Concerns raised in the responses focused on the design and intended use of sites: “It is clear how the lawn and the parking space destroy the entirety. This potential park is destroyed by the parking spaces.” Others focused on safety: “You would not want to have your children running back and forth over a parking lot.”
For some participants, the visual experience triggered memories from planning, design, and management dialogues: “We just talked about this” and of previous visits to the sites: “They were working on [the flowerbeds] when I was there.” The visual experience also triggered mental associations to ongoing planning and design processes: “These crowded outdoor places, we want to make them greener.” Suggestions were presented: “if digital objects, such as buildings or trees, could be inserted into a VR presentation, it might help with understanding suggestions for potential changes in the current, local context.”
3.3 Generating emotional engagement
Most participants reacted with emotional responses and subsequent inspiration to act (Table 2), when viewing the 360-degree videos in VR. The theme Generating emotional engagement garnered 47 responses or 20% of the total of 236 responses. Assessments of the aesthetics of the sites were made, such as: “That’s the most unwelcoming barbecue site I’ve seen,” and “the outdoors environment is sad looking.” Trees were deemed “beautiful,” a playground “prison-like,” and walls “large, empty” and “horribly ugly.”
Table 2. Overview of Theme 3, Generating emotional engagement, Theme 4, Identifying site development potential, and Theme 5, Providing an immersive experience. Samples of responses transcribed, translated, and condensed to meaning units, sub-themes, and themes.
During the experiment, while wearing the headset, participants expressed mood by exclaiming words, “Cool!,” “Great!,” and bursting out in surprised or excited laughter. Following the expressions of emotional responses, a range of ideas for taking action were generated, which are presented in the next theme.
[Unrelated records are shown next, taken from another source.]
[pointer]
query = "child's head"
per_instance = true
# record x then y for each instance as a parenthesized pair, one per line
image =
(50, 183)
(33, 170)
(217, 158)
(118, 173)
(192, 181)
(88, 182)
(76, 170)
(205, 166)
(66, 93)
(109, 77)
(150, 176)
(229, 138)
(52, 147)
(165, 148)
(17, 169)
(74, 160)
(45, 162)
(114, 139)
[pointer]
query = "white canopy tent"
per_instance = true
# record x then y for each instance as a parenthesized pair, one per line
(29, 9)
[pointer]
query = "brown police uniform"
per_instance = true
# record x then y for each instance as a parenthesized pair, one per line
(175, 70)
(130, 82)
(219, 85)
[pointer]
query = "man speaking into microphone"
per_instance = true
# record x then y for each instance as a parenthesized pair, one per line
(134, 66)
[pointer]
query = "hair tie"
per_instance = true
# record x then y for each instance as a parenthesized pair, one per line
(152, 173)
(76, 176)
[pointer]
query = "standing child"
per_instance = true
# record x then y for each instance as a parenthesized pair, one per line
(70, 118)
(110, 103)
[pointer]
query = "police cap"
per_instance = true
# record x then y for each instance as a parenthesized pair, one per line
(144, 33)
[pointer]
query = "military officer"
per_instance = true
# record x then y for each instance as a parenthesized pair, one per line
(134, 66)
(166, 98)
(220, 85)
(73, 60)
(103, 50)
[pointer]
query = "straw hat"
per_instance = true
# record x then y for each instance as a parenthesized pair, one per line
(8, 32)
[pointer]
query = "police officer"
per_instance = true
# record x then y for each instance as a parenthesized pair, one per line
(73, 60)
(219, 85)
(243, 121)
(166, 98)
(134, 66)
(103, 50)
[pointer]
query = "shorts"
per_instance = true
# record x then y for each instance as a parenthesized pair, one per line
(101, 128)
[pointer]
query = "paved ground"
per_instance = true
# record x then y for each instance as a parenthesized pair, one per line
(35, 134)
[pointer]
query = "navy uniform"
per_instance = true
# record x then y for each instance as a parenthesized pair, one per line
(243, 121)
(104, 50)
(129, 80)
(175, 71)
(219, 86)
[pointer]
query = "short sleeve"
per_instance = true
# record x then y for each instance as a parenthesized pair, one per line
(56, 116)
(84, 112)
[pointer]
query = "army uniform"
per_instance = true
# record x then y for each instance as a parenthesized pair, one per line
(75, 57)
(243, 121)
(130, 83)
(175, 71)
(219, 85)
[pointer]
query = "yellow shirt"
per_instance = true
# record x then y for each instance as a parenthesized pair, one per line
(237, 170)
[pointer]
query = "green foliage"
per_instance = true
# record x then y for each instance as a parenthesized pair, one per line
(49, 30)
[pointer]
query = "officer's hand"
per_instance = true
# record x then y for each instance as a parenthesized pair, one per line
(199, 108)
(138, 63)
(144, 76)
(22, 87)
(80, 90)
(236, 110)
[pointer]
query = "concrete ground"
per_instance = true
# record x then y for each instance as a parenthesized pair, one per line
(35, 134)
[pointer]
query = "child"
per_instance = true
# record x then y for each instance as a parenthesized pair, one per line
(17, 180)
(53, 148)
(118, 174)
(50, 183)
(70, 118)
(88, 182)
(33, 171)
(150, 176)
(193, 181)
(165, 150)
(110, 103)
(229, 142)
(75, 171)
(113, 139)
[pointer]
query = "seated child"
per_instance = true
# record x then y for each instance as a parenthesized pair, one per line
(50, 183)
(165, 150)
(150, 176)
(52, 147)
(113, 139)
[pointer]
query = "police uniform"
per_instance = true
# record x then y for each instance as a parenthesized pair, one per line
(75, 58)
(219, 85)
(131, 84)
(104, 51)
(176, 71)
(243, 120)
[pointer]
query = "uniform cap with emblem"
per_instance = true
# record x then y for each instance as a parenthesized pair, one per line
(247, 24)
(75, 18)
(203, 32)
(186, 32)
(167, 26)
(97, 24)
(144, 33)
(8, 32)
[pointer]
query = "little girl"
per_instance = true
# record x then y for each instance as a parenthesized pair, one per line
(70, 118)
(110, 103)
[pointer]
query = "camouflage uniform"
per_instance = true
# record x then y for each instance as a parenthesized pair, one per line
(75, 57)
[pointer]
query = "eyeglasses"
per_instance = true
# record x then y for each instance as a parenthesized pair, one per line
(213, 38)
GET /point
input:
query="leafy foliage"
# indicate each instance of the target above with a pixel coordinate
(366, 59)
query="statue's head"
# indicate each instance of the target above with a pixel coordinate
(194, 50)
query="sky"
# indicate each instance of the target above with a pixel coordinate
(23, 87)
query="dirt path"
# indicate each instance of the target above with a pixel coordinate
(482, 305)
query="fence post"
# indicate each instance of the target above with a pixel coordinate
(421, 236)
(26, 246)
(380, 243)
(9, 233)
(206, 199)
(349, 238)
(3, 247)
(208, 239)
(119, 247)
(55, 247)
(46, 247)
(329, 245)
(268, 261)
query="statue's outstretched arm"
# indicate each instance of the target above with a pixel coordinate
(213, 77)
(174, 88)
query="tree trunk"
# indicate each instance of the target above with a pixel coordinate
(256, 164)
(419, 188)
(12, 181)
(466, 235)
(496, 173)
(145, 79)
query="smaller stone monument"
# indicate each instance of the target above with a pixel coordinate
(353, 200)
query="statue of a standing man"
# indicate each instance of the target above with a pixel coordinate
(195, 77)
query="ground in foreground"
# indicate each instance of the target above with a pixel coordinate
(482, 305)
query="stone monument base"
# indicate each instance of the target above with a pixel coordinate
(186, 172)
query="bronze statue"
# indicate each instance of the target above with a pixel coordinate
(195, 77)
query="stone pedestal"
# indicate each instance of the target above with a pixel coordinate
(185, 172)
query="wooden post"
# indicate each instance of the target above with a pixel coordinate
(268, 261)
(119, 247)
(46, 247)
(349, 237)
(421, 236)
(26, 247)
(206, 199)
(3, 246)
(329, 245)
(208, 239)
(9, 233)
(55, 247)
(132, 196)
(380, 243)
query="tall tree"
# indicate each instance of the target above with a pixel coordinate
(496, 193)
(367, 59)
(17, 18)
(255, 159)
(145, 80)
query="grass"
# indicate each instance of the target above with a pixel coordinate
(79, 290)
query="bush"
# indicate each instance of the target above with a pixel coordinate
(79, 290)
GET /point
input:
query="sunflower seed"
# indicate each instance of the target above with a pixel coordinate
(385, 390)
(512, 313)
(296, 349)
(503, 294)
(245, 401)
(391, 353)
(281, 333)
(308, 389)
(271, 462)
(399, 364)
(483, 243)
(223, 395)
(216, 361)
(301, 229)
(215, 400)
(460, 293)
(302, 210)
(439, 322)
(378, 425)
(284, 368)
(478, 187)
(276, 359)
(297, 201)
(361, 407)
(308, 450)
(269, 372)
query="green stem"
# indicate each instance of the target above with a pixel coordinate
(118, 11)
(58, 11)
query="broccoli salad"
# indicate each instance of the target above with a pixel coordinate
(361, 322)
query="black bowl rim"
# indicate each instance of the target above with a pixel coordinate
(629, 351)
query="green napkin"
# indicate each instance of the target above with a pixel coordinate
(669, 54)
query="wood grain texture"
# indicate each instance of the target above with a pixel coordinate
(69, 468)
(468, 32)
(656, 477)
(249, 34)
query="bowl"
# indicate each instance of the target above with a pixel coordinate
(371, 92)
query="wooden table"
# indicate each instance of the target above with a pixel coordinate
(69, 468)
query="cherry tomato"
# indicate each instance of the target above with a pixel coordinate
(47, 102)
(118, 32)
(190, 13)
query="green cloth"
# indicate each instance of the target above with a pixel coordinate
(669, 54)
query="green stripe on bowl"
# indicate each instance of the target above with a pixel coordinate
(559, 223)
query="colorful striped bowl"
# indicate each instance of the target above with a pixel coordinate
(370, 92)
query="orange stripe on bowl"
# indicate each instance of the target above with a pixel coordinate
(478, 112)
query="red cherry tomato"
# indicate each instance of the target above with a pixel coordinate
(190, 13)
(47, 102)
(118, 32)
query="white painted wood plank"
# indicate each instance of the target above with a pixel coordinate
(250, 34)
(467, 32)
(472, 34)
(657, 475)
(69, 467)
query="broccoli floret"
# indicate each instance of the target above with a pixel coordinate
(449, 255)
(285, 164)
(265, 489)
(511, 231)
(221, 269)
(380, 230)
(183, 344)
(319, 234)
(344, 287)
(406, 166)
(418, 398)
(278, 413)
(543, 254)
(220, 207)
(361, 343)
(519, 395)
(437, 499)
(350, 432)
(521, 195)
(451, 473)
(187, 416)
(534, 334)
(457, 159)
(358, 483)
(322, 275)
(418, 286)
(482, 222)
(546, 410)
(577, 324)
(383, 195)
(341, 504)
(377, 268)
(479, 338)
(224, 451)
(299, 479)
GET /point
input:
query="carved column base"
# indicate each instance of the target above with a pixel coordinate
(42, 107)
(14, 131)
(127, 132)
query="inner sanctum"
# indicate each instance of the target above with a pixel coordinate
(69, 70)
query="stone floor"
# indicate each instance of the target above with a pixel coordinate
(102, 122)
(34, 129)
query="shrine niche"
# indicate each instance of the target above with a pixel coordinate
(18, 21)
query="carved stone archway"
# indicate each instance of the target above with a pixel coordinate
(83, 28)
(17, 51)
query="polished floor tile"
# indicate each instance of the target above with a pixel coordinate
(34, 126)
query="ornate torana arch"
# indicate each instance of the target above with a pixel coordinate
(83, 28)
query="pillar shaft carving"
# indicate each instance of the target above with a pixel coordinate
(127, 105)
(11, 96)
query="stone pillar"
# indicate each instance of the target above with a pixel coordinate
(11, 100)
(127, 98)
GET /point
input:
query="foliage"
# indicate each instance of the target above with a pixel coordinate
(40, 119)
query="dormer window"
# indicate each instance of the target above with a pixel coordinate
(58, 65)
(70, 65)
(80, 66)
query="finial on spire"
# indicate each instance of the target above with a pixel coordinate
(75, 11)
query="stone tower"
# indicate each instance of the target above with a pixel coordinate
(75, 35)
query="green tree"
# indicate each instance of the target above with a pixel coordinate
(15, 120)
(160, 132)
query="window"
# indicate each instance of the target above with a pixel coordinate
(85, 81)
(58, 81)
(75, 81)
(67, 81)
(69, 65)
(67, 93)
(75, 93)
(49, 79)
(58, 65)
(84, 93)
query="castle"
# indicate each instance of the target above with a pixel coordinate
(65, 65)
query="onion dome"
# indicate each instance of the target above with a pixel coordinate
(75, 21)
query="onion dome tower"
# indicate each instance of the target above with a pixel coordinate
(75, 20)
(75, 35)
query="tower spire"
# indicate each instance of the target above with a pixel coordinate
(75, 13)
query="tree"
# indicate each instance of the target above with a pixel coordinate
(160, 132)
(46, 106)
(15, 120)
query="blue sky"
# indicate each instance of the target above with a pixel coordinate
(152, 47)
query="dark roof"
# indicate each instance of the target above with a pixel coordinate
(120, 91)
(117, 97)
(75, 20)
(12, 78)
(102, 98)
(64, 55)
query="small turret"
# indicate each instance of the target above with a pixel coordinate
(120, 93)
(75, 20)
3.4 Identifying site development potential
The results included responses regarding how VR could be used to Identify site development potential (Table 2). This theme garnered 17 responses or 7% of the total of 236 responses. Issues were spotted, e.g., impressions of dense outdoor spaces. Suggestions on adding GBI were presented: both for creating more appealing sites, such as: “You could do something here, put some climbing plants on it,” and designing for different purposes: “We have a pretty good surface here to make a large, collective meeting space with different activities.”
Responses associated with Identifying site development potential also pertained to the use of VR for presenting sites during different seasons, or for showing what sites could have looked like in the past. Some suggested that the VR experience could be further developed to help communicating ideas, e.g., by allowing for digital objects to be inserted in the 360-degree video view: “If I make a bench or something, I could put it there.”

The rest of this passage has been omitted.